L'Inserm a mis en évidence chez 4 utilisateurs du baclofène un lien entre la prise de ce médicament à haute dose (posologie pour traiter une dépendance à l'alcool) et la survenue d'apnées du sommeil.

Les 4 hommes inclus dans cette étude, publiée dans la revue CHEST, ont reçu jusqu'à 190 mg de baclofène par jour pour traiter une dépendance à l'alcool. Tous ont présenté une somnolence diurne, des ronflements et des épisodes de suffocation nocturne.
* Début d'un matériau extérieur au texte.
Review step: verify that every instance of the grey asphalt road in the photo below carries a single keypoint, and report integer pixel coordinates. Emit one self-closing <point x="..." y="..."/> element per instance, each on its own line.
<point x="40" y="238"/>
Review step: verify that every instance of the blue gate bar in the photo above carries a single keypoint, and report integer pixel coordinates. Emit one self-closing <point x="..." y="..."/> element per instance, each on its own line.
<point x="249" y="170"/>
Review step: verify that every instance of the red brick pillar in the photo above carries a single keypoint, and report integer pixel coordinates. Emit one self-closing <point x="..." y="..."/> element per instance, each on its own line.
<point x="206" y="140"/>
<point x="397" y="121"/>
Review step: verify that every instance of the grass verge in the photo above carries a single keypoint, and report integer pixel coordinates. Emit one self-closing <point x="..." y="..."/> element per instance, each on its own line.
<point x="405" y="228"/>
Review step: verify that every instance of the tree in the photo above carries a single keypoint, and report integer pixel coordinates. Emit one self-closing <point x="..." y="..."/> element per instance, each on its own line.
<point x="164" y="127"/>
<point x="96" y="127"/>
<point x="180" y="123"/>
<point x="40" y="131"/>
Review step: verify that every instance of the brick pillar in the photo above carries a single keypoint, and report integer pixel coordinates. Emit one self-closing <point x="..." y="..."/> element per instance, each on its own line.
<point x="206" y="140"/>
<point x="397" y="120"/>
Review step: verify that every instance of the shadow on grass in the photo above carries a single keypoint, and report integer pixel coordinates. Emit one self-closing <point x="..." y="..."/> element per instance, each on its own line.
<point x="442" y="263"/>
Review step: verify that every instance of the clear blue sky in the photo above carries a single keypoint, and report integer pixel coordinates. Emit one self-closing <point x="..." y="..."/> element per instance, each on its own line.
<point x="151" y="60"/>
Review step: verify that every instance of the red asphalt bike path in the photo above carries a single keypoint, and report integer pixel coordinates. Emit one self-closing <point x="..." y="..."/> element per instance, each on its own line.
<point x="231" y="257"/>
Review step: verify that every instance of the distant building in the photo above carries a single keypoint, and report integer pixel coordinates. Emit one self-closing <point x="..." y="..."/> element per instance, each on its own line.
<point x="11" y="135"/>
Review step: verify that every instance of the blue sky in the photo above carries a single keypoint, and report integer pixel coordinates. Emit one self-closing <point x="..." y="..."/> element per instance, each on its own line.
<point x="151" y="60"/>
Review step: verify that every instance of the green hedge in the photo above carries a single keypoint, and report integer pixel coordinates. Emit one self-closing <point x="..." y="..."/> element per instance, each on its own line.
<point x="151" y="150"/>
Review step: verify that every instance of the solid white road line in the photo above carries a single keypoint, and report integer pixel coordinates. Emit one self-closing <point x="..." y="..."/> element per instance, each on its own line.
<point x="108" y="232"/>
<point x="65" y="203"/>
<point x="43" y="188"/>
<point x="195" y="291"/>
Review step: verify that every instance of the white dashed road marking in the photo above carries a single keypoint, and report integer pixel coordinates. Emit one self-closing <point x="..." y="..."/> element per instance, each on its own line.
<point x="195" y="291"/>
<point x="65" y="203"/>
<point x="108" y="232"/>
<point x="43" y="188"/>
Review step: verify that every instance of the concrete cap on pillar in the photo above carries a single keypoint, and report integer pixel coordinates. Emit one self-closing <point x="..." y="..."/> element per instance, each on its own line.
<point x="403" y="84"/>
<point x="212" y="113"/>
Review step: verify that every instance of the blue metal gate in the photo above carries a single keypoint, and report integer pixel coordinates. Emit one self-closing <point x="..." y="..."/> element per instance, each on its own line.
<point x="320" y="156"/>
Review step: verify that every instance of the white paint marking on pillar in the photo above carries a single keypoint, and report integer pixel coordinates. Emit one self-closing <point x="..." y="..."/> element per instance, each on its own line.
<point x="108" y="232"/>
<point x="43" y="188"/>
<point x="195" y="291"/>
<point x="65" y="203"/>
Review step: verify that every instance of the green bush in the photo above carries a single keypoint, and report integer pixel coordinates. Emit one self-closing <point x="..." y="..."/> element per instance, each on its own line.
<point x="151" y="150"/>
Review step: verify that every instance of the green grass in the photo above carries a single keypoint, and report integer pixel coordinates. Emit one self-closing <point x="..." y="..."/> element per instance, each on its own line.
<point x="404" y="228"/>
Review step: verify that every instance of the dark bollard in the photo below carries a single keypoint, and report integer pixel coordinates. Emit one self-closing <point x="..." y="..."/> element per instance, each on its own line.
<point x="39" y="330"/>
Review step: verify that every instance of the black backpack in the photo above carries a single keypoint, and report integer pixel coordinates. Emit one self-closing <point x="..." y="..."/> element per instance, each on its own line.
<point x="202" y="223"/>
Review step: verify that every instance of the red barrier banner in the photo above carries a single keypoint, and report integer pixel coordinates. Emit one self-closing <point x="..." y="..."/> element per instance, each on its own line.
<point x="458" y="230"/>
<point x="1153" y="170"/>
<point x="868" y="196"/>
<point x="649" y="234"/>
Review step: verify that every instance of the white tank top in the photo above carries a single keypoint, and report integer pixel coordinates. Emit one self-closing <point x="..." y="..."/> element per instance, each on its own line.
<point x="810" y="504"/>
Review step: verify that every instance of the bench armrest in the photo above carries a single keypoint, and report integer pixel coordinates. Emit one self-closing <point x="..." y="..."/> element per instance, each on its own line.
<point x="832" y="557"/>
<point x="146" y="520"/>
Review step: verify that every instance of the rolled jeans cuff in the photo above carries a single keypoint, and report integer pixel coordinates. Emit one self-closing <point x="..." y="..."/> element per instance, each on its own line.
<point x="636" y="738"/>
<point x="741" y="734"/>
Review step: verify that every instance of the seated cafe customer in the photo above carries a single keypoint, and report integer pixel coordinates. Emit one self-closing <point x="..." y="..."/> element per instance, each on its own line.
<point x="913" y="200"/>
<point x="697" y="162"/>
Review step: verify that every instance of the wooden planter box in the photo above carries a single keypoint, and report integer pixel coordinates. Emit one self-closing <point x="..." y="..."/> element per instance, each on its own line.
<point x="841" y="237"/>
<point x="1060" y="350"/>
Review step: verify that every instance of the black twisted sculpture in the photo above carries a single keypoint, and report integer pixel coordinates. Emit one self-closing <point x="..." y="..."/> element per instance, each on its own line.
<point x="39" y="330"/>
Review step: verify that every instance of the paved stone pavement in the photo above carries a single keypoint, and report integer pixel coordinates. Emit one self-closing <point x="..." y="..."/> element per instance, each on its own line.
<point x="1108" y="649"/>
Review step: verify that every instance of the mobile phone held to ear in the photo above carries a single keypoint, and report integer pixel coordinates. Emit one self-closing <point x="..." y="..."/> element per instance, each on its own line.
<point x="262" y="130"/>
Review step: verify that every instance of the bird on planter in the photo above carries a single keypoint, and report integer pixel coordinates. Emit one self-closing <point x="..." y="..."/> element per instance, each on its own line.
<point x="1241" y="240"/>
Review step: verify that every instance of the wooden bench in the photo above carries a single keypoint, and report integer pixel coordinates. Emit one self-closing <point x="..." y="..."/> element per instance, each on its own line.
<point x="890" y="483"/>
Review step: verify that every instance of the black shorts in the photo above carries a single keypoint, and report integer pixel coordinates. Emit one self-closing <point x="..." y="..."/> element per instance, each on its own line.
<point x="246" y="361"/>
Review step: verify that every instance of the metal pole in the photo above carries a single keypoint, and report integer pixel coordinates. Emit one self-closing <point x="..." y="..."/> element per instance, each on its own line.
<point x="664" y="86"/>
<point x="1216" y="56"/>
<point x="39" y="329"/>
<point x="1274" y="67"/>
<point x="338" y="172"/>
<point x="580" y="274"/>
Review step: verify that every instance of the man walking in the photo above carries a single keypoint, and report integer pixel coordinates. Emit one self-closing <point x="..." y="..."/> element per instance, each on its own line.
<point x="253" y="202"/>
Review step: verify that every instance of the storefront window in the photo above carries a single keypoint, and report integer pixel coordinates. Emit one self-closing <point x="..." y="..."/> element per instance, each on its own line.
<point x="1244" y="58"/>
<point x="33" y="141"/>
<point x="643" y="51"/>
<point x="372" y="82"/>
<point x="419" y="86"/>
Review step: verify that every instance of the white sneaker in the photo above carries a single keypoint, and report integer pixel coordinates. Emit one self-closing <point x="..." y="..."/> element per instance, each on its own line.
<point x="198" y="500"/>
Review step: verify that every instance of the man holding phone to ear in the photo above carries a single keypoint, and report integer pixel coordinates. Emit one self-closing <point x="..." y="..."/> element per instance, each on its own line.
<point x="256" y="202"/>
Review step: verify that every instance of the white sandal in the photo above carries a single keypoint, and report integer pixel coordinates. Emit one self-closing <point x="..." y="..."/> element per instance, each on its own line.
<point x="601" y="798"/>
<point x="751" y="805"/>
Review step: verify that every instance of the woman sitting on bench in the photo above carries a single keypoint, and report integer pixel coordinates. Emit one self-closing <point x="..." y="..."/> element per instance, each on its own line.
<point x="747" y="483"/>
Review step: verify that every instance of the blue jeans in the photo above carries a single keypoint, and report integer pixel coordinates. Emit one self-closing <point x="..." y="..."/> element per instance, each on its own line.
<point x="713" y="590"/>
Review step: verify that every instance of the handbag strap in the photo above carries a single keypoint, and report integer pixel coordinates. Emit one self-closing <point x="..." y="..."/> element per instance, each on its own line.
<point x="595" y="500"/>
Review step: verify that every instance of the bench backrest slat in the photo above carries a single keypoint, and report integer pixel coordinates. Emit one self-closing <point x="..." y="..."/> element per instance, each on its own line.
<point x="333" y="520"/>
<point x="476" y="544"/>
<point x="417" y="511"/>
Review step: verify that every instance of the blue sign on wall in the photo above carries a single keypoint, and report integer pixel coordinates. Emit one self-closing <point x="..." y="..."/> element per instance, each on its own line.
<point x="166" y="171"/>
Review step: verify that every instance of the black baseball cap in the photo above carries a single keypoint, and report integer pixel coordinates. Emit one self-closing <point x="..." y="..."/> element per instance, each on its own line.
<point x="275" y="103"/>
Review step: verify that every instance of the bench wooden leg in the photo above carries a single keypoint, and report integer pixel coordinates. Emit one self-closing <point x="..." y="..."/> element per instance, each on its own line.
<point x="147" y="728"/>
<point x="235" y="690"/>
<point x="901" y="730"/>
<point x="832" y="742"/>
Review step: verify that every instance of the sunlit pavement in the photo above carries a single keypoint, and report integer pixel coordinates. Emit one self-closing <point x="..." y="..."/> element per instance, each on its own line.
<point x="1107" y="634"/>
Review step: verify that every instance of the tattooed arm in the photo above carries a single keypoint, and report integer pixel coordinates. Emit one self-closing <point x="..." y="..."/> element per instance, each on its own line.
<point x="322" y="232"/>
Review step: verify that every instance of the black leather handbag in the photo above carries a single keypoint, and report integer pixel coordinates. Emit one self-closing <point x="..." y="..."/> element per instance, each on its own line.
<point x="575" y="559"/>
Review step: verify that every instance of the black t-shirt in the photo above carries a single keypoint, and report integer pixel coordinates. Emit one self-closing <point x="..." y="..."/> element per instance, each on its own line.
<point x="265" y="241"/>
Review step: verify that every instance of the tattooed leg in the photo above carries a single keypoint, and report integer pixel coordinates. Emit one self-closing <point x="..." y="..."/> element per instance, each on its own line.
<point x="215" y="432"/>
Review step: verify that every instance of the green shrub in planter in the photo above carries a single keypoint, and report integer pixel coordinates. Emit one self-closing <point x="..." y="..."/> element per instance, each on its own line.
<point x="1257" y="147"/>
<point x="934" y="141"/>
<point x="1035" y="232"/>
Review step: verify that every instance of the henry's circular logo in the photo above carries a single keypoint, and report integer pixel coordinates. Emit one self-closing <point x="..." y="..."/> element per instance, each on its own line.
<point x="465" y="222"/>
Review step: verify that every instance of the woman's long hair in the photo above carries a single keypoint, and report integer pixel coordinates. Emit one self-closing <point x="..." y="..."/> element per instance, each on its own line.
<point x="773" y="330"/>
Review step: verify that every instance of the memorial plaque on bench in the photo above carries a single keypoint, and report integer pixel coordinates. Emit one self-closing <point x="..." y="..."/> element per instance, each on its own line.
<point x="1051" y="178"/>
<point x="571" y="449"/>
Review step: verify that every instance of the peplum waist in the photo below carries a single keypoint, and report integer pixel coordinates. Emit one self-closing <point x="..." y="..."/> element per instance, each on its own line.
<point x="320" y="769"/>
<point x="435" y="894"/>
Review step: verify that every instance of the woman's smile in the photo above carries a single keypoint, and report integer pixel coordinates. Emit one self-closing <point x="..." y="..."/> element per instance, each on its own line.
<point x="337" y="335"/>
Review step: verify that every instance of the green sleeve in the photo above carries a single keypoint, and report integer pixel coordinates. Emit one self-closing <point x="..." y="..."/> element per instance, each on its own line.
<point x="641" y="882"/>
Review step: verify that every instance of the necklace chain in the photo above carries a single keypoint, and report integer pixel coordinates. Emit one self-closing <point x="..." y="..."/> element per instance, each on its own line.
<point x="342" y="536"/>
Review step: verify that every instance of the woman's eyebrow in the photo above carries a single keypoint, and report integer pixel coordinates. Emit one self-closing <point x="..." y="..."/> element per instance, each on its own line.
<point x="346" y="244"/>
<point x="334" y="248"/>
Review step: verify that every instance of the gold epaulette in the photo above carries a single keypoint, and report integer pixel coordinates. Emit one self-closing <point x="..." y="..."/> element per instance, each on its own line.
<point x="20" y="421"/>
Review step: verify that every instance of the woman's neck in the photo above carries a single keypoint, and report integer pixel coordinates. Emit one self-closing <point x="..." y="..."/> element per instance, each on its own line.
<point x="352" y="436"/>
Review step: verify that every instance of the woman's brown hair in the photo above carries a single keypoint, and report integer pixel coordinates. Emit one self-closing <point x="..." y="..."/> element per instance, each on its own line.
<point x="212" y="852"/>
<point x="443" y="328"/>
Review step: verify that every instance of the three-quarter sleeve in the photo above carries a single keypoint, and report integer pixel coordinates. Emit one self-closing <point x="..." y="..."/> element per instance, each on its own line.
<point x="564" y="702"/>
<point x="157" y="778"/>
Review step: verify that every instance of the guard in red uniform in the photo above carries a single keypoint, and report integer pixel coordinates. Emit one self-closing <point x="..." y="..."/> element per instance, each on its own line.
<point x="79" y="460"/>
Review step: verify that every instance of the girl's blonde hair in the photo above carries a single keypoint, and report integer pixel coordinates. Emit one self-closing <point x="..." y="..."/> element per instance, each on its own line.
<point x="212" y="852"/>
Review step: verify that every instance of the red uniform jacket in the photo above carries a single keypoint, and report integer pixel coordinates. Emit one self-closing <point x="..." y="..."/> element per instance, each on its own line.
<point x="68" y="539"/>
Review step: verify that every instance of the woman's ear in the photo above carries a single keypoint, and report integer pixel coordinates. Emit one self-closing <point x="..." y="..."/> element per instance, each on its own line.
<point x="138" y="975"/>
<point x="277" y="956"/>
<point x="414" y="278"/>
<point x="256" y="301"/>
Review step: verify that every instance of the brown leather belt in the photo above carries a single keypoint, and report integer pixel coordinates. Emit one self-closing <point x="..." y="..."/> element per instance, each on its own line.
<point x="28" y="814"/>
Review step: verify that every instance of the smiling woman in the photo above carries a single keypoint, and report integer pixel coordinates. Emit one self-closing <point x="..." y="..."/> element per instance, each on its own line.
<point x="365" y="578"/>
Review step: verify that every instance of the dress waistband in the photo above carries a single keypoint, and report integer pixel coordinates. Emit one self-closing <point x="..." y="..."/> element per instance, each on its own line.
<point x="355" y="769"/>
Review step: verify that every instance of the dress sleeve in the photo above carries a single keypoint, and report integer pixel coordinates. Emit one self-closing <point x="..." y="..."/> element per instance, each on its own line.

Une polysomnographie a confirmé le diagnostic d'apnées sévères du sommeil

De plus, l'évolution a été positive chez un des patients après l'arrêt du traitement, signant le lien direct entre la prise de baclofène à haute dose et la survenue de ces apnées sévères.  

L'ensemble de ces observations confirme donc le risque d'apnées sévères du sommeil baclofène-induite chez les utilisateurs de ce médicament, à haute dose, risque qui était évoqué dans la RTU (recommandation temporaire d'utilisation) élaborée en 2014 par l'ANSM.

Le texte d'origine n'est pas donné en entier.